# winter tyres



## jacky mclean (Feb 27, 2013)

Can someone please tell me what the laws are regarding putting winter tyres? We live in Umbria.....someone said we need them (it is a new law) and someone else said we don't...just snow chains.

We are residents not tourists.

Thanks


----------



## pudd 2 (Dec 10, 2008)

if you carry a set of snow chains in the boot you are coverd by the law , well that's how it is in abruzzo , if you get a lot of snow and slippery roads I would say , whatever the law says fit snow tyes they may save your live one day


----------



## hevin (Jan 15, 2012)

Hello
I live in Milano and this will be my first winter with a car. Do I need to change to winter tired or all season tired with a couple of chains in the trunk will save me from getting a multa. 
Thank you


----------



## NickZ (Jun 26, 2009)

Look at the road signs. Do you see the requirement for snow tires or chains?

All season tires aren't good enough.


----------



## hevin (Jan 15, 2012)

Hello Nick
Thanks for your reply. The trout his that I really did not look. But sure then I will have to pay for a set of winter tires that will spare me the hassle of dealing with the multas


----------



## neepheid (Nov 5, 2013)

As I understand it, a pair of snow chains in the boot complies with the law. Whether that is a wise way to travel on snowy mountain roads is another matter altogether. 

I wonder how many sets of snow chains are ever put on the tyres? Very few is my guess.

Personally I carry snow chains in the boot, just to comply with the law, but I never travel if there is snow or any prospect of snow. If I had to drive on snowy roads, I would definitely fit winter tyres.


----------



## pudd 2 (Dec 10, 2008)

neepheid said:


> As I understand it, a pair of snow chains in the boot complies with the law.

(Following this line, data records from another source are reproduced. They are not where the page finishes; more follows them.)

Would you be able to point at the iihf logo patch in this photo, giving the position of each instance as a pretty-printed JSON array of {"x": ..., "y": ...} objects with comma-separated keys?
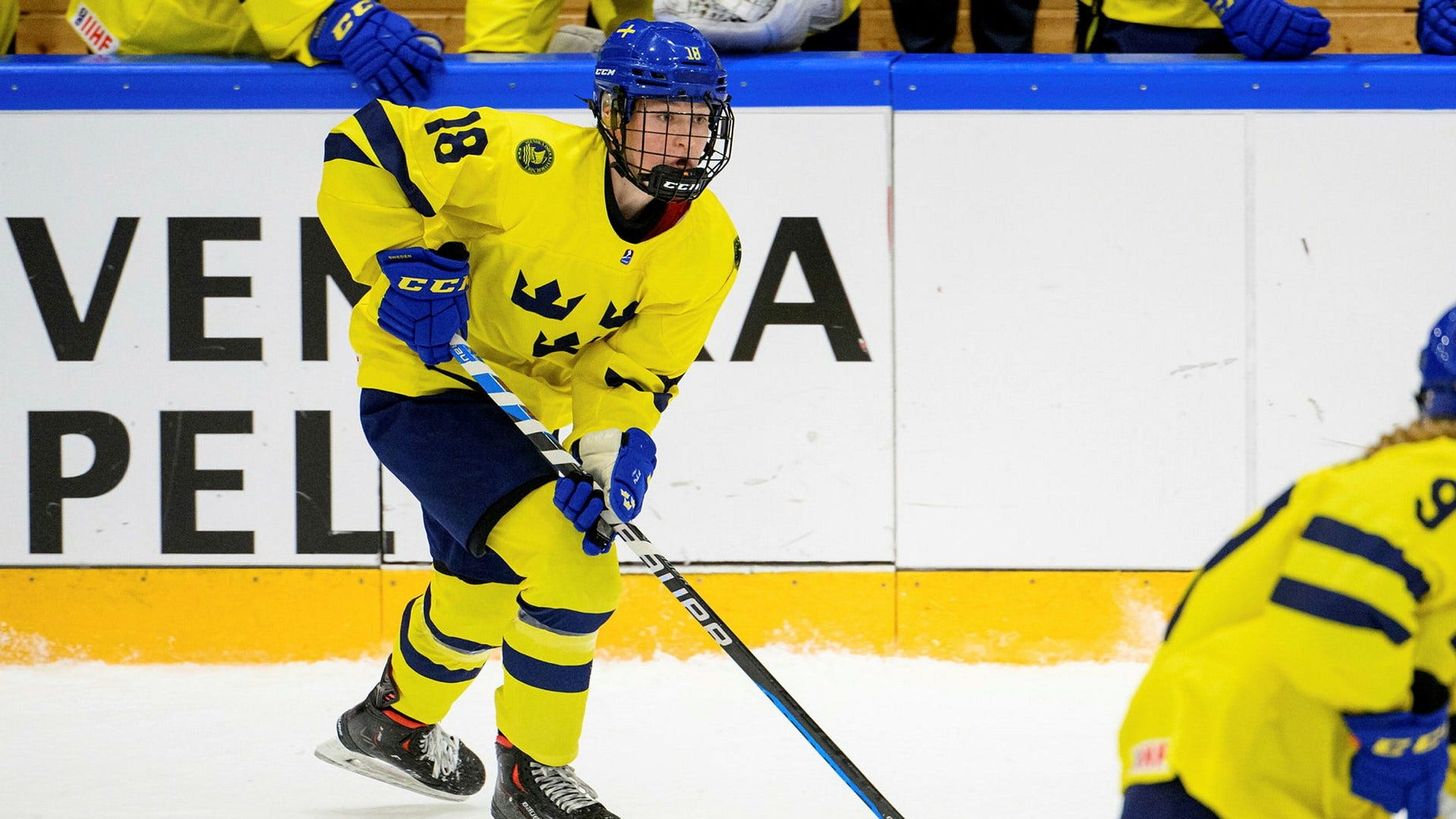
[
  {"x": 535, "y": 156},
  {"x": 1149, "y": 757},
  {"x": 93, "y": 31}
]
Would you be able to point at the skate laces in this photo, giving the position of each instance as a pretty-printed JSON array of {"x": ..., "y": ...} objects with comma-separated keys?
[
  {"x": 441, "y": 749},
  {"x": 563, "y": 786}
]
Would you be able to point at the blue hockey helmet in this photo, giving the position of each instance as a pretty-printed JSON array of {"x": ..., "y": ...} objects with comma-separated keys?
[
  {"x": 673, "y": 63},
  {"x": 1438, "y": 395}
]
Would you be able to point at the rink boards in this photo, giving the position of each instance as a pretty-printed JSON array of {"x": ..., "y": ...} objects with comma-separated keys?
[{"x": 1011, "y": 337}]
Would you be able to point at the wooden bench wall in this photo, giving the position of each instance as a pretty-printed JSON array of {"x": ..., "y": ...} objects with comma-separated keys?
[{"x": 1357, "y": 27}]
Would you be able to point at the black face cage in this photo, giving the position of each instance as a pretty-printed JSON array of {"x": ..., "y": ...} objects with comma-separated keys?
[{"x": 660, "y": 174}]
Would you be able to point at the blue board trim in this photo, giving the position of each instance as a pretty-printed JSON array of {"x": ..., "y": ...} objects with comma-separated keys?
[
  {"x": 497, "y": 80},
  {"x": 1156, "y": 82},
  {"x": 906, "y": 82}
]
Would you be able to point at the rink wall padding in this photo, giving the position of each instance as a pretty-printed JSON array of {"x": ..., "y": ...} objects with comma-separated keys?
[
  {"x": 1025, "y": 335},
  {"x": 271, "y": 615}
]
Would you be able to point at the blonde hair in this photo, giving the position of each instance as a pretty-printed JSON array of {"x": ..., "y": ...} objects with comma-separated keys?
[{"x": 1417, "y": 430}]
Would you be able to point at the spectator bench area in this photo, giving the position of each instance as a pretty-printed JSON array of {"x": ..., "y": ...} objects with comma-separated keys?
[{"x": 1357, "y": 27}]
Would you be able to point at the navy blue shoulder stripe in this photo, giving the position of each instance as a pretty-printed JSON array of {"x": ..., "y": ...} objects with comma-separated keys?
[
  {"x": 338, "y": 146},
  {"x": 1337, "y": 608},
  {"x": 1370, "y": 547},
  {"x": 381, "y": 134}
]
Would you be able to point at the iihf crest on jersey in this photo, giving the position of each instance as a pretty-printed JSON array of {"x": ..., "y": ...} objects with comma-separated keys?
[
  {"x": 93, "y": 31},
  {"x": 535, "y": 156}
]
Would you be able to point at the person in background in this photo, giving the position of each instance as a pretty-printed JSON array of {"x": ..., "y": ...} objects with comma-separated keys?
[
  {"x": 1307, "y": 672},
  {"x": 998, "y": 27},
  {"x": 389, "y": 55},
  {"x": 529, "y": 27},
  {"x": 1260, "y": 30},
  {"x": 9, "y": 19},
  {"x": 585, "y": 265}
]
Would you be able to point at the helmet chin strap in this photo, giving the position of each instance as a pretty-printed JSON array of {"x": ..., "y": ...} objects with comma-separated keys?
[{"x": 674, "y": 184}]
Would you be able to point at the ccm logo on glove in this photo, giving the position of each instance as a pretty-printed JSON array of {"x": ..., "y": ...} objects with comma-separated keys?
[
  {"x": 425, "y": 303},
  {"x": 383, "y": 50}
]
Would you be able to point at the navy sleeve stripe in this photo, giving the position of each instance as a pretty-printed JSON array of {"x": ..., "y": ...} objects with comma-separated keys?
[
  {"x": 546, "y": 676},
  {"x": 338, "y": 146},
  {"x": 1337, "y": 608},
  {"x": 381, "y": 134},
  {"x": 1370, "y": 547},
  {"x": 1274, "y": 507}
]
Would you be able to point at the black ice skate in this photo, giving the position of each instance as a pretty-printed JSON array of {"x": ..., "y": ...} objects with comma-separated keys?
[
  {"x": 392, "y": 748},
  {"x": 529, "y": 790}
]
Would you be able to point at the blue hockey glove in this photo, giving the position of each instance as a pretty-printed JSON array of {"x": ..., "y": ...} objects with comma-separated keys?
[
  {"x": 1436, "y": 27},
  {"x": 394, "y": 58},
  {"x": 1272, "y": 30},
  {"x": 1401, "y": 763},
  {"x": 620, "y": 464},
  {"x": 425, "y": 302},
  {"x": 582, "y": 506}
]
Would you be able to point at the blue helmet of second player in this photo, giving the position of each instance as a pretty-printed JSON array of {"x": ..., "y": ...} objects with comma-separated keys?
[
  {"x": 661, "y": 104},
  {"x": 1438, "y": 395}
]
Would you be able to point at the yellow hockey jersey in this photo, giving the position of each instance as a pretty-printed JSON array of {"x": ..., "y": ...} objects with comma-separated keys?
[
  {"x": 264, "y": 28},
  {"x": 1324, "y": 604},
  {"x": 585, "y": 328}
]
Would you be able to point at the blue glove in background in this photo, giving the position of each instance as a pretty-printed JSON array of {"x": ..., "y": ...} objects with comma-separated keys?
[
  {"x": 425, "y": 302},
  {"x": 1401, "y": 763},
  {"x": 392, "y": 57},
  {"x": 1272, "y": 30},
  {"x": 622, "y": 464},
  {"x": 582, "y": 506},
  {"x": 1436, "y": 27}
]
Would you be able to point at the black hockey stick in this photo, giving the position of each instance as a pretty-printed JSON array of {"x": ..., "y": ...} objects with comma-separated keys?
[{"x": 673, "y": 582}]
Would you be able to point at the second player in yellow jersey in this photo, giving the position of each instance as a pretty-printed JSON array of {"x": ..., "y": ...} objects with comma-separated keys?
[{"x": 1308, "y": 670}]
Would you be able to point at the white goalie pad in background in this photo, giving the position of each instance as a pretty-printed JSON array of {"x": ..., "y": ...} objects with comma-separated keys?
[{"x": 753, "y": 25}]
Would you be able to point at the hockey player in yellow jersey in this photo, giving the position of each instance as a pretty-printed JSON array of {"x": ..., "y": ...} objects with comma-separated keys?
[
  {"x": 391, "y": 57},
  {"x": 1307, "y": 672},
  {"x": 585, "y": 265}
]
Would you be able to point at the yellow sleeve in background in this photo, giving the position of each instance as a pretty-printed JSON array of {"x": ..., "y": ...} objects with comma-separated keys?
[
  {"x": 262, "y": 28},
  {"x": 284, "y": 27}
]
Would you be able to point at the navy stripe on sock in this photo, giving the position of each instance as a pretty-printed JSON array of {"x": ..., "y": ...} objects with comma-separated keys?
[
  {"x": 422, "y": 665},
  {"x": 457, "y": 643},
  {"x": 564, "y": 621},
  {"x": 546, "y": 676}
]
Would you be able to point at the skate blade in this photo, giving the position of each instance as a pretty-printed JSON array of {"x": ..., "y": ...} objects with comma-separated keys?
[{"x": 335, "y": 754}]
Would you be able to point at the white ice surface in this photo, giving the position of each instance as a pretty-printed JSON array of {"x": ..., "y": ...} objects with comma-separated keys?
[{"x": 664, "y": 739}]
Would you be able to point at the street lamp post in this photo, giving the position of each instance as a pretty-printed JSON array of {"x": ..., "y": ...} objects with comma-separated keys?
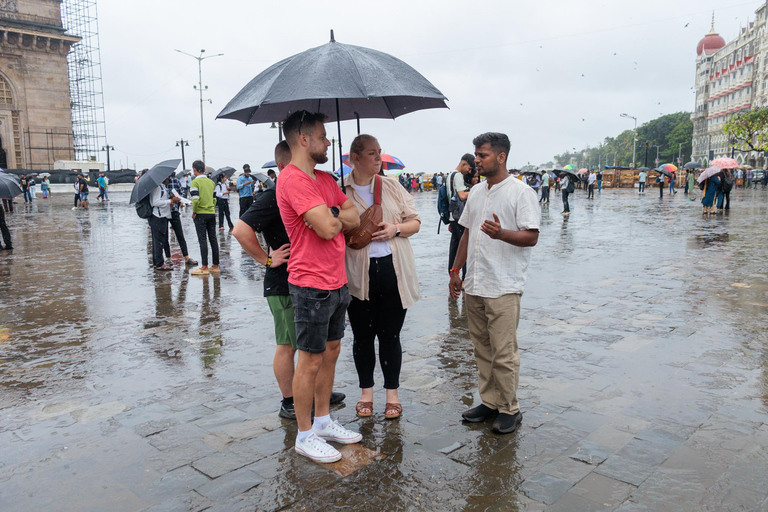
[
  {"x": 180, "y": 144},
  {"x": 108, "y": 148},
  {"x": 634, "y": 141},
  {"x": 200, "y": 89}
]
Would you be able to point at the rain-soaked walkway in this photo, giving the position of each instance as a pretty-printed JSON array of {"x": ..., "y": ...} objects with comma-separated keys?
[{"x": 644, "y": 383}]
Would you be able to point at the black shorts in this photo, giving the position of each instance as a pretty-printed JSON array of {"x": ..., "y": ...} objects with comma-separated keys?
[{"x": 319, "y": 316}]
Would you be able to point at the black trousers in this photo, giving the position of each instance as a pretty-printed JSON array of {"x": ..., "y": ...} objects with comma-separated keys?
[
  {"x": 382, "y": 317},
  {"x": 205, "y": 225},
  {"x": 159, "y": 239},
  {"x": 457, "y": 231},
  {"x": 223, "y": 205},
  {"x": 176, "y": 225},
  {"x": 5, "y": 231},
  {"x": 245, "y": 203}
]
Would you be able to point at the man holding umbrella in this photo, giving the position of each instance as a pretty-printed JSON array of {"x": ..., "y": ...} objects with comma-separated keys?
[{"x": 315, "y": 211}]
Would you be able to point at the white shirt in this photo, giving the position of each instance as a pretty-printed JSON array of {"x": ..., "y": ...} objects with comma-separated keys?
[
  {"x": 496, "y": 268},
  {"x": 161, "y": 204},
  {"x": 375, "y": 249}
]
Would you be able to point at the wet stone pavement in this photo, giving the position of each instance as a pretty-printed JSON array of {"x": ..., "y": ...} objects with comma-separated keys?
[{"x": 643, "y": 384}]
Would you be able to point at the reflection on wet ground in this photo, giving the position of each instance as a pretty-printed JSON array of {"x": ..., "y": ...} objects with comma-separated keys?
[{"x": 643, "y": 385}]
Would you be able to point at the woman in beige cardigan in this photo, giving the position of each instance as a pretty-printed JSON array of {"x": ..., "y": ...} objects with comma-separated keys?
[{"x": 382, "y": 276}]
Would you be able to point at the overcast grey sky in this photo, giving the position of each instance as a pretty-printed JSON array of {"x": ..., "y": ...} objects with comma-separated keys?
[{"x": 553, "y": 75}]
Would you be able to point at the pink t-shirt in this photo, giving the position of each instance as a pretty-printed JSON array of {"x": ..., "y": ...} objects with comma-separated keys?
[{"x": 314, "y": 262}]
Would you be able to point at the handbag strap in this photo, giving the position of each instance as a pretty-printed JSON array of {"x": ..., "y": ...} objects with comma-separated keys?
[{"x": 377, "y": 190}]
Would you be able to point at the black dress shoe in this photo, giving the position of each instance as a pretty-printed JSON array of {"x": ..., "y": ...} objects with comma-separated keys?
[
  {"x": 478, "y": 414},
  {"x": 507, "y": 423}
]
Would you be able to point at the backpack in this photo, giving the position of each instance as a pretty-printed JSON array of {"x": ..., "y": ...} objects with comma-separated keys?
[{"x": 143, "y": 208}]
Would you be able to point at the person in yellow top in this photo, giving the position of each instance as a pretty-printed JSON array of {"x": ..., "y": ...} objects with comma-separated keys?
[{"x": 204, "y": 215}]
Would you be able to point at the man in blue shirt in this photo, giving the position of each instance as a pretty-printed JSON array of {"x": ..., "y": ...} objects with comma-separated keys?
[{"x": 245, "y": 189}]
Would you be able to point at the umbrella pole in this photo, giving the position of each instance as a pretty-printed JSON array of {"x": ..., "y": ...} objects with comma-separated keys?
[{"x": 341, "y": 155}]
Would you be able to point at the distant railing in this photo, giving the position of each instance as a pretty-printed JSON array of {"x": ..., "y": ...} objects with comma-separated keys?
[{"x": 29, "y": 18}]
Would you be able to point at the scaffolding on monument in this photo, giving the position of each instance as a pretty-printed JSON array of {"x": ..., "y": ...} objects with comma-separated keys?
[{"x": 84, "y": 62}]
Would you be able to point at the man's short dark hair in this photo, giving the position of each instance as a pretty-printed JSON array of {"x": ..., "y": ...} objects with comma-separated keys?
[
  {"x": 499, "y": 142},
  {"x": 301, "y": 120}
]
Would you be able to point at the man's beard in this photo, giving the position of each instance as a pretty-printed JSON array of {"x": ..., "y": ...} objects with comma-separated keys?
[{"x": 318, "y": 156}]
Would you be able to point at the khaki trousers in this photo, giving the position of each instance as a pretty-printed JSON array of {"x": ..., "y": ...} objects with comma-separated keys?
[{"x": 493, "y": 329}]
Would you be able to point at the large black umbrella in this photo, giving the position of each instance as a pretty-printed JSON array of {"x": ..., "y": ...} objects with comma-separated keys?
[
  {"x": 227, "y": 171},
  {"x": 9, "y": 187},
  {"x": 339, "y": 80},
  {"x": 152, "y": 179}
]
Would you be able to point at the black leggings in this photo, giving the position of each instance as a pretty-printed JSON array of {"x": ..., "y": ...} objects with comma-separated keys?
[
  {"x": 381, "y": 316},
  {"x": 223, "y": 205},
  {"x": 159, "y": 239},
  {"x": 205, "y": 225}
]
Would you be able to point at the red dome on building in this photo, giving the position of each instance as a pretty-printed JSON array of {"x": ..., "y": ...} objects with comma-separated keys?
[{"x": 710, "y": 44}]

Whether that is a wise way to travel on snowy mountain roads is another matter altogether.
> 
> I wonder how many sets of snow chains are ever put on the tyres? Very few is my guess.
> 
> Personally I carry snow chains in the boot, just to comply with the law, but I never travel if there is snow or any prospect of snow. If I had to drive on snowy roads, I would definitely fit winter tyres.


I totally agree with every thing nyou say I live on a mountane and often drive on snow with sheer drops , the law is a ass I allways fit winter tyes for my safety not the law


----------



## ficklemiss (Apr 22, 2013)

jacky mclean said:


> Can someone please tell me what the laws are regarding putting winter tyres? We live in Umbria.....someone said we need them (it is a new law) and someone else said we don't...just snow chains.
> 
> We are residents not tourists.
> 
> Thanks


As far as I understand it, snow chains are a requirement nationwide but winter tyres are a local rule e.g. while in San Donato in lombardia we needed snow chains (ridiculous in an urban area) but not winter tyres vs Ballabio in Lombardia we needed both! Most people we knew did both as it wasn't very clear what was needed from region to region.

Places like Norauto usually have a deal for the changeover, its worth looking out for this.

In our 7 years in Italy we only used snow chains once.


----------